New university study assessing if companies are top-heavy with senior management.
We’ve all heard the complaint in offices and shop floors – too many managers, not enough workers. Now a unique University of Auckland Business School study is looking into why New Zealand companies have so many senior managers and their productivity.
It’s a corollary to research published last year by Tim Hazledine, professor of economics at the Business School, which looked at the “mystery” of why New Zealand chief executives are paid so much.
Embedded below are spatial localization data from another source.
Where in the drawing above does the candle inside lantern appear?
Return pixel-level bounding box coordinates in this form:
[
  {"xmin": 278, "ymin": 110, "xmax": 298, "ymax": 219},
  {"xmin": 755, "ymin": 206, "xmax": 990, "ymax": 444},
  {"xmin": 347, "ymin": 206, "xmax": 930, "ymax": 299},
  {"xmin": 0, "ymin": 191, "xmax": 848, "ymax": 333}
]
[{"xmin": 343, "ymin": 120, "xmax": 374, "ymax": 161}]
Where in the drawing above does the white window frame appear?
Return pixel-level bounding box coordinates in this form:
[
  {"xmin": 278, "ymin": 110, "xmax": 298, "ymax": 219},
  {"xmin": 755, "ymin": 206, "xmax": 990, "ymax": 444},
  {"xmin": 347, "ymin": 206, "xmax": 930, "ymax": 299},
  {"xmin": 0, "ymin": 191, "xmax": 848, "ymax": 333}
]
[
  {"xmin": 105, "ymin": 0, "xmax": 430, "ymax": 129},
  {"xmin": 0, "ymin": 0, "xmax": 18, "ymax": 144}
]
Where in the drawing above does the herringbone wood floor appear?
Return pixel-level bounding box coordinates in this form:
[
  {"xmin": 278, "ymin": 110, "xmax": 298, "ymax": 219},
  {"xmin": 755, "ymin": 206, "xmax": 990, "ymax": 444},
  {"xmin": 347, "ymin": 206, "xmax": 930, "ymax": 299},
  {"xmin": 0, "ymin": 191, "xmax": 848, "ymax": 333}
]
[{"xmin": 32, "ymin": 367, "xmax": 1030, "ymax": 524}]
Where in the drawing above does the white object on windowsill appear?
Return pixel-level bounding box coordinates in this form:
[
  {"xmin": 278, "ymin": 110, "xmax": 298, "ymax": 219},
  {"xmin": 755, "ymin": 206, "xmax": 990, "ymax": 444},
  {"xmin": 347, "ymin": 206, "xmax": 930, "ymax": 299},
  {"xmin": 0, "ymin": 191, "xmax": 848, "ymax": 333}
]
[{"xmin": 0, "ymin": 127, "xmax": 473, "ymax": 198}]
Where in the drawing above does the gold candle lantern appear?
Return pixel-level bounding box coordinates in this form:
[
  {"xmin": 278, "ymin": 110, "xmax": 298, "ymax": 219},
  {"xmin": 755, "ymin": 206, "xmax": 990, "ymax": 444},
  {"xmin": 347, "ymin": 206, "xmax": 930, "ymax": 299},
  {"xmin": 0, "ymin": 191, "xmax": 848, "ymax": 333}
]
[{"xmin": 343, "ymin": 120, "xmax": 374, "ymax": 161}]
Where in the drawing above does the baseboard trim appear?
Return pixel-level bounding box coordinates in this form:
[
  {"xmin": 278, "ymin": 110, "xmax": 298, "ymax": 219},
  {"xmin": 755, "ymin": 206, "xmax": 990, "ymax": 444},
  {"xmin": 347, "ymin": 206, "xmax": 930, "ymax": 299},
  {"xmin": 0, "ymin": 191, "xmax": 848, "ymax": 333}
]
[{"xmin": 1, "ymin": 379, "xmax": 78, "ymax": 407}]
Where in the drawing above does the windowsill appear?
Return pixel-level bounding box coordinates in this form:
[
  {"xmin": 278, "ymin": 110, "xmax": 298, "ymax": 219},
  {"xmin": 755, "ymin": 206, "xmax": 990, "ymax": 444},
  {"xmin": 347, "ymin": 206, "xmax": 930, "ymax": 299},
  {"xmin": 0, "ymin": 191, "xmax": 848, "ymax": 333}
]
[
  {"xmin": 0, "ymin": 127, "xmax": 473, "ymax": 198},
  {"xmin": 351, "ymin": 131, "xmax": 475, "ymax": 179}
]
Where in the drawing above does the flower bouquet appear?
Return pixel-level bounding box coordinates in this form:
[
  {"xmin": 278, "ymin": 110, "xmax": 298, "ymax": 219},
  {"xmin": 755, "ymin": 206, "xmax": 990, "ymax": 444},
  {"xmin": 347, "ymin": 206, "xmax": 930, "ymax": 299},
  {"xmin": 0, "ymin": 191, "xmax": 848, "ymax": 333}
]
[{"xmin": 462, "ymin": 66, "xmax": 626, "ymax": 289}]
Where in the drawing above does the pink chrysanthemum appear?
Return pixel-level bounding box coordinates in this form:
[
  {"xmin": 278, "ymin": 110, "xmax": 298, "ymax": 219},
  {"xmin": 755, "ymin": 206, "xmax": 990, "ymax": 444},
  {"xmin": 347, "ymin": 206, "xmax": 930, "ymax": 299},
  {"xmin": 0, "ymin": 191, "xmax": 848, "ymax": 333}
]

“It’s the elephant in the New Zealand business room,” says Hazledine. “Why are there so many of these senior managers, what do they actually do – and has there been a productivity collapse in many New Zealand companies because of this proliferation of managers?”
His 2016 study, Tip of the Iceberg: what underpins top pay, researched companies required by law to include in annual reports information on all employees earning more than $100,000 a year – in an attempt to find out whether CEOs are worth what they are paid.
Hazledine says he still doesn’t entirely know the answer – though it is clear CEO pay has gone ahead in leaps and bounds over ordinary workers.
In the companies studied, the highest-paid CEO (Spark) received a remuneration package in 2014 worth $3.8 million. The lowest paid, at start-up Windflow Technology in 2005, earned just $110,000.
While size is important (a company twice as large as another will generally pay its CEO 30 per cent more, in line with overseas trends), it isn’t always so. Spark’s revenue in 2014, at just under $3.7 billion, was less than half that of the largest listed company by revenue, Fletcher Building ($8.4 billion). At $1.9 million, Fletcher Building’s CEO was paid only one half of the Spark boss, says Hazledine.
It’s not profits either – as many companies making a loss paid their CEOs handsomely as well. Hazledine says: “…compared with everyone else, CEOs in the highest-rate-of-return companies and CEOs in those making losses are the best paid, other things being equal.”
Yet the figures are clear. In 2014, CEOs in the New Zealand listed companies sector received an average compensation of $840,000 – a figure that has increased since 1995 by 85 per cent in constant dollars, even when corrected for company size.
Over the same period, real weekly wage and salary earnings have increased by just 13.5 per cent. As a result, CEO pay is now on average 12 times higher than that of the average shop floor worker. The near doubling of CEO pay since 1995 also contrasts with increases in real wages and salaries only a sixth as large, on average.
However, in trying to find a pattern in how and why CEOs are reimbursed, Hazledine found an intriguing link – the number of managers in companies (with the relevant available data) increased by 122 per cent in the period of the study.